As Rob departed the pizzeria in a gust of wintry air, Silky waved his slice of pizza around emphatically and remarked, "Everyone always says I'm too tightly wound, but he really needs a chill pill slipped into his cereal every morning instead of all that hot sauce."
"He's mellowed with age," pointed out Eric fairly. "Compared to how he was freshman year at the U, he's absolutely easygoing now."
Knowing that, once again, it was his responsibility to calm Rob out of whatever temper he had gotten himself into, Mark removed some money from his wallet to cover his portion of the pizza, slid it onto Rob's bill so that it made a pile, and stood up, explaining, "I'd better babysit Robbie, and make sure that he doesn't get himself into too much trouble. Enjoy yourselves."

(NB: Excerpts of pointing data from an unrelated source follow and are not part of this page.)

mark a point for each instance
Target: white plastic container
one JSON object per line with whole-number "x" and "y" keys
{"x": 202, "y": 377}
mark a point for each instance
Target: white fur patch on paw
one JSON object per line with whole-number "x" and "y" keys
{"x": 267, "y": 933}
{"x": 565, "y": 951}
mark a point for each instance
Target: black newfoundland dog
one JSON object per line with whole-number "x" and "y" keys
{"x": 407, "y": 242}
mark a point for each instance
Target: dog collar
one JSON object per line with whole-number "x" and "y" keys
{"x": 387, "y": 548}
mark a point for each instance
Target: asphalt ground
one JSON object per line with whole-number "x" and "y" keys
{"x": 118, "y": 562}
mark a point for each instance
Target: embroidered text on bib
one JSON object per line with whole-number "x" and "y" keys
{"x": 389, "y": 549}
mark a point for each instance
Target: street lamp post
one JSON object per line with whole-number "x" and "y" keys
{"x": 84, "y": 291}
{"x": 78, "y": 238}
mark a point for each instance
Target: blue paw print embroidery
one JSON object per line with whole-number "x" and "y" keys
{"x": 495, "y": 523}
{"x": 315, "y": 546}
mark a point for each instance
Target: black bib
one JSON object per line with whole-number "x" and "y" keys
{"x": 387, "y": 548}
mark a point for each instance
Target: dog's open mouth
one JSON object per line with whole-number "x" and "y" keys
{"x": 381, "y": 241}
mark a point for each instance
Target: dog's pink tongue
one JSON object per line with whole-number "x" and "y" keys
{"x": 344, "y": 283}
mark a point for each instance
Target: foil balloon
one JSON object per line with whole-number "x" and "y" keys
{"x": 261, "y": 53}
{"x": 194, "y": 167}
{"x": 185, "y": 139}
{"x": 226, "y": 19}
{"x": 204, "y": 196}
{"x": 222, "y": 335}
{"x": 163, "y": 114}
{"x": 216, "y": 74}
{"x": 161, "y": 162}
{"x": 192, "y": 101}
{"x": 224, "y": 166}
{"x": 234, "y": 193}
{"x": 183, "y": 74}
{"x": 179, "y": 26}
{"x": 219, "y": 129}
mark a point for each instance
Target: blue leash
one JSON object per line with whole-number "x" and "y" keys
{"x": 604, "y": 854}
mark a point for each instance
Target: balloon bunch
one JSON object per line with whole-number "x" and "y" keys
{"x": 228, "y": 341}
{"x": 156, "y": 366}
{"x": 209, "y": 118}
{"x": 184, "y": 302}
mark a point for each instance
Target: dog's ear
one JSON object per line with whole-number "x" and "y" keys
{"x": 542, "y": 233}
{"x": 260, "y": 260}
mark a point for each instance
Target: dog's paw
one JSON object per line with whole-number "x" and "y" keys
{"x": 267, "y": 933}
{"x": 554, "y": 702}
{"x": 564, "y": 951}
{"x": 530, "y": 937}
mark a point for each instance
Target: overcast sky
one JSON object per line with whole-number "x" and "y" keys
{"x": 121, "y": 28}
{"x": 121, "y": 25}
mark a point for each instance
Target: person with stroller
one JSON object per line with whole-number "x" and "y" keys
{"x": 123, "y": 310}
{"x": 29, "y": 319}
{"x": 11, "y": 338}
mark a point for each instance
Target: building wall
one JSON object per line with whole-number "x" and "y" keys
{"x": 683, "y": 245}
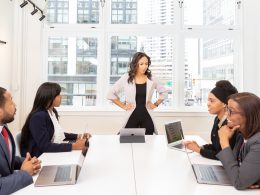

Waving in acknowledgment of the farewells called out by his teammates, Mark left the pizzeria and caught up with Rob, who was halfway across the square.
"You didn't have to go with me," Rob said as Mark joined him.
"I know." Mark nodded, and then arched an inquisitive eyebrow. "What was that about?"
"I can't get my hopes up for a medal, Magic." Rob rubbed his gloves together fervently. "I could fight for one if I had to, but I couldn't get my hopes up for one, because what would it do to me if I dared to dream of getting one, and that dream didn't come true?"
"It would just inspire you to fight harder in whatever your next competition was, so maybe, like all cynics, you should stop being an optimist afraid of yourself." Mark clapped his roommate on the shoulder, and then found his gaze drawn to the sleigh and reindeer in the middle of the square. "Our clue in the locker room today was 'sleigh ride.'"
"Yeah, the word puzzles are getting lamer by the day." Rob's sharp brown eyes fixed on the sled as well. "Do you reckon we should check out Santa's sleigh while it's parked here in the middle of Lake Placid?"
"It might be a good place to search for our tree," answered Mark, grateful that the sled wasn't crawling with overjoyed children today. "We are a bit old for climbing up into Santa's sleigh, though, aren't we?"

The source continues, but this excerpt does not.